I ponti di Madison County (1995)
Con Meryl Streep, Clint Eastwood, Annie Corley, Victor Slezak
La trama
Nell'autunno del 1956 Robert Kinkaid, fotografo professionista, si trova a Madison County, nell'Iowa, per girare un servizio sui famosi ponti coperti. Lì incontra Francesca Johnson, sposata e con due figli, ma sola a casa per quattro giorni: questo è il breve quanto intenso lasso di tempo in cui esplode e si consuma la loro passione. Quattro giorni che devono durare tutta la vita e tutta la devono riscattare, recuperando una capacità di amare, di scegliere, di sentire, di aiutarsi, che soprattutto da parte di Francesca sembrava ormai abbandonata.
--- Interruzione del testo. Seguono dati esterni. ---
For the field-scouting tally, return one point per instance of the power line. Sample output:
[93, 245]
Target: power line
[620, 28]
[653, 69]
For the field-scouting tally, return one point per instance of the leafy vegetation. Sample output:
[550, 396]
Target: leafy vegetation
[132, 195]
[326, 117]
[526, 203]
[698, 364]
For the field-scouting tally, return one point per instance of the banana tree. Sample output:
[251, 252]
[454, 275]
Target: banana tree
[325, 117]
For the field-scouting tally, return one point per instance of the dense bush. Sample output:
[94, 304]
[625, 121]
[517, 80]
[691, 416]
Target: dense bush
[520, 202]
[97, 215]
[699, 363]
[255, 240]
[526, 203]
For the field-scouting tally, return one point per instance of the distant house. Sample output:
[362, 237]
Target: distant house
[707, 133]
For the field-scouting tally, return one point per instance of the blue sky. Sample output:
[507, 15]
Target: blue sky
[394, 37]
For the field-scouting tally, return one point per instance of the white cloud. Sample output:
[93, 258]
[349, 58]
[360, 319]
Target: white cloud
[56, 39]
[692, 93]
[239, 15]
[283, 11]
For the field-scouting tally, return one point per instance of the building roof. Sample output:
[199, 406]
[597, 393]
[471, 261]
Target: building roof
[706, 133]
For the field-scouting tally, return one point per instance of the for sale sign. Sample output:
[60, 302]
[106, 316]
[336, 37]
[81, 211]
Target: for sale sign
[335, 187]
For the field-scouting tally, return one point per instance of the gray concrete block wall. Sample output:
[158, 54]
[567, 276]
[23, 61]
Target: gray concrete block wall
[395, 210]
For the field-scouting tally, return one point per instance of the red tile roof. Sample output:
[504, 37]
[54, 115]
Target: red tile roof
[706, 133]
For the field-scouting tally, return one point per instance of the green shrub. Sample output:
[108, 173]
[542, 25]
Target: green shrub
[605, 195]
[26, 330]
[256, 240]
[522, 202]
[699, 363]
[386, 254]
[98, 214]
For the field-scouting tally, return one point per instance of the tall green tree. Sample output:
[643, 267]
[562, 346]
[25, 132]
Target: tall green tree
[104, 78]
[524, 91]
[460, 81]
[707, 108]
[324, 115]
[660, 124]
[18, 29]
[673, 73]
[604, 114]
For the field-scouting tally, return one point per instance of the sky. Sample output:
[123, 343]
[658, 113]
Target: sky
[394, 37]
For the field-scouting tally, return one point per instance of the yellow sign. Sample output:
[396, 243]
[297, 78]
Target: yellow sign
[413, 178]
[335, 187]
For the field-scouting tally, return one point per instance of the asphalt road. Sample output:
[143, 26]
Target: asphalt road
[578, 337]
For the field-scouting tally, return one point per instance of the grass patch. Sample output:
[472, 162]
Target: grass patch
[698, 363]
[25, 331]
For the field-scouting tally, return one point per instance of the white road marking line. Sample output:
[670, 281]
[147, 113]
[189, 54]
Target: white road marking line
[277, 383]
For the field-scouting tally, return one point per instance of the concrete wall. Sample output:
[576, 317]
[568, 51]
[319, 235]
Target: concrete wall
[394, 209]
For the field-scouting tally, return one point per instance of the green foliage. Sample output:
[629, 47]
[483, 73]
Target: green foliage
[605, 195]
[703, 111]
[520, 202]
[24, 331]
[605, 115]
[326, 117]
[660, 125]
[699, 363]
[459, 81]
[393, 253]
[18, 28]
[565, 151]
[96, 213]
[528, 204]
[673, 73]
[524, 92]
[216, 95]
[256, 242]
Romantico, crepuscolare, straziato (è indimenticabile l'addio silenzioso sotto la pioggia, prevedibile ma non banale, strappalacrime ma non melenso), il lavoro di Eastwood ha la semplicità solenne ed essenziale del cinema classico. Stupenda la Streep che fa l'italoameicana riproducendo alcuni vezzi della Magnani americana di "La rosa tatuata" o "Pelle di serpente". Sceneggiatura di Richard LaGravanese da un romanzo di Robert James Waller.
L'opinione più votata
Di OGM scritta il 07/01/2011 - utile per 16 utenti
Voto al film: 
I ponti di Madison County fa sgorgare l’intensità delle emozioni proprio dal vortice di energia che ruota intorno ad un’assenza: è infatti la mancanza di ragione, di riferimenti concreti e definibili, ad escludere a priori ogni possibilità di distinzione, lasciando, come unica categoria applicabile, quella dell’assoluto. Che non richiede, per esistere, né il sostegno di un motivo, né l’appiglio di una speranza.
- negative [11]
- sufficienti [1]
- positive [62]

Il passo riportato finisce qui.